The fabric I use is called VFF Suede, which I find in the clearance area at Joann's Fabrics every once in a while. I've gotten it in dark brown, light brown (shown here) and a nice forest green. The fabric has a nice cloth backing to the "seude-ish" top, is durable and rolls out flat very nicely. It also takes a light layer of paint fairly well. I've recently flocked a couple patches with superglue and static grass to see if that's a viable technique (so far so good!)
Going to Rubikon: In my post-apoc setting, older generations discovered a set of Gibbon's "Decline and Fall of the Roman Empire." The citizens took these tales as a guide from The Oppenheimer (their god -- more on that later) on how to model their lives. But English is a far different language in the Wasteland than it is now, so many of the passages are poorly translated (as was the title.)
One such passage (as translated for the Wasteland) tells of how Great King Julii made war on his enemies by going to the city of Rubicon. That simple concept is used all over the Wasteland; When two armies wish to war with each other, they must first march to the city of Rubikon and touch the "Rock of War," a large boulder in the center of the city's main square. So when war is declared, one side will usually tell the other, "We're going to Rubikon!"

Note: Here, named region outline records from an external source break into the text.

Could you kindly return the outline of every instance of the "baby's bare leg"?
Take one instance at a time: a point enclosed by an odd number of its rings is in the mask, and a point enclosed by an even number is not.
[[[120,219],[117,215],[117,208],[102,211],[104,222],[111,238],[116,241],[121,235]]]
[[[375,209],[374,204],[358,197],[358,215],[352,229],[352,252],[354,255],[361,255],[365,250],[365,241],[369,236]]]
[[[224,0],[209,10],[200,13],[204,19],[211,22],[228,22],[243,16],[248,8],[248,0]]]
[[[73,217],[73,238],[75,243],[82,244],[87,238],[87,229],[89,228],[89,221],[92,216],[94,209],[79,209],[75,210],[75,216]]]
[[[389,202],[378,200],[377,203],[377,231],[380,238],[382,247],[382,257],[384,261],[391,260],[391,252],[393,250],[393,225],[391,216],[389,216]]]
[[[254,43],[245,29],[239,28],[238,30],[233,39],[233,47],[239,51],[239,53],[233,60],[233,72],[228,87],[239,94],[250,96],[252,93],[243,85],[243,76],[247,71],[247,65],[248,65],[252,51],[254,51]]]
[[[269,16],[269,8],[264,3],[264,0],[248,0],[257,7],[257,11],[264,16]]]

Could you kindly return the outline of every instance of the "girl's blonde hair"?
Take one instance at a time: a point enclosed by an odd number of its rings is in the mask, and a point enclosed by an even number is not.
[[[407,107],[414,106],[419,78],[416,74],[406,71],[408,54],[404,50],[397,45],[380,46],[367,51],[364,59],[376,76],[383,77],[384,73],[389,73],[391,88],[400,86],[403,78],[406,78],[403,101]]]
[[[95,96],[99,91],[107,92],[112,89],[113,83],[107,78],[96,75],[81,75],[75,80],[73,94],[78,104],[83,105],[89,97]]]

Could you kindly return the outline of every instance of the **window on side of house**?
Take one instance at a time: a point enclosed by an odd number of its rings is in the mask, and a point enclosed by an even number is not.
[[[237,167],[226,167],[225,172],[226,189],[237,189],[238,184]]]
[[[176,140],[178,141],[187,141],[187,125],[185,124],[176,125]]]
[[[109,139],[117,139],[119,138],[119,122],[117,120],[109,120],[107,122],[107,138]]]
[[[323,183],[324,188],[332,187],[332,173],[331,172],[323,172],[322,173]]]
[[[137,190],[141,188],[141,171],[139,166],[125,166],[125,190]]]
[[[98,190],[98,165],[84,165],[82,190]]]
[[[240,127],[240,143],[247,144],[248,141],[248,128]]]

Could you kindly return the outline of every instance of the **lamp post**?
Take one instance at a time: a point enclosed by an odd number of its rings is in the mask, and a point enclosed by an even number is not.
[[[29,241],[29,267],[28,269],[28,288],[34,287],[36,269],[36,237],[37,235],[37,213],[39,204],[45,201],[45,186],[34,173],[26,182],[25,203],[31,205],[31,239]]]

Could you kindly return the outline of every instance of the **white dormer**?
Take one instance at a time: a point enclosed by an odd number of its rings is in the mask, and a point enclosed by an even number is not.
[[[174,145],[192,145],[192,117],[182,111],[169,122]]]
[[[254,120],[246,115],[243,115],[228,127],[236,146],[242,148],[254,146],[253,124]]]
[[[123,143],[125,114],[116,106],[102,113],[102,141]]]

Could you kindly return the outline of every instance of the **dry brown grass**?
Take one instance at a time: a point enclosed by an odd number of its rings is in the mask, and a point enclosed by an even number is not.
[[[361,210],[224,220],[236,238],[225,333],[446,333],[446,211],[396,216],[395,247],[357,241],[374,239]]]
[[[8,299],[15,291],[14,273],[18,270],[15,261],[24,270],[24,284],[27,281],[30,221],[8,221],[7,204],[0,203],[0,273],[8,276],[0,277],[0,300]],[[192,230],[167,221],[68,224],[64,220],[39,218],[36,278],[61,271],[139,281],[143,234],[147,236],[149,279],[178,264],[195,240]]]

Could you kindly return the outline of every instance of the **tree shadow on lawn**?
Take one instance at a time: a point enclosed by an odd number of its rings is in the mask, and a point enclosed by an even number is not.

In fact, before committing ANY act of violence, a citizen must touch the rock of war. But a solution was needed to allow gladiatorial combat across the wastes without having to travel to Rubikon for every combat. So the War Priests of Rubikon allowed scores of pieces to be chipped from the Rock of War. These smaller rocks were mounted on plinths and set at the gates to every arena. Before every match, as the combatants enter the arena, they'll rub the rock. The phrase used to enter a small fight -- especially in the arenas and pits -- is called "Rubbing the Rubikon."
Rubbing the Rubikon is only allowed for smaller fights and some skirmishes. Armies must still march to the city of Rubikon.
Still, as in every culture, there are the few hotheads and murderers who lash out in fits of derangement, anger and violence, having not first rubbed the Rubikon. A small rule modifies the rite: As long as a Rubikon stone is rubbed before the next sunrise, then the rite is fulfilled. Failure to do so results in execution at the hands of the War Priests (at least if the perpetrator is discovered.)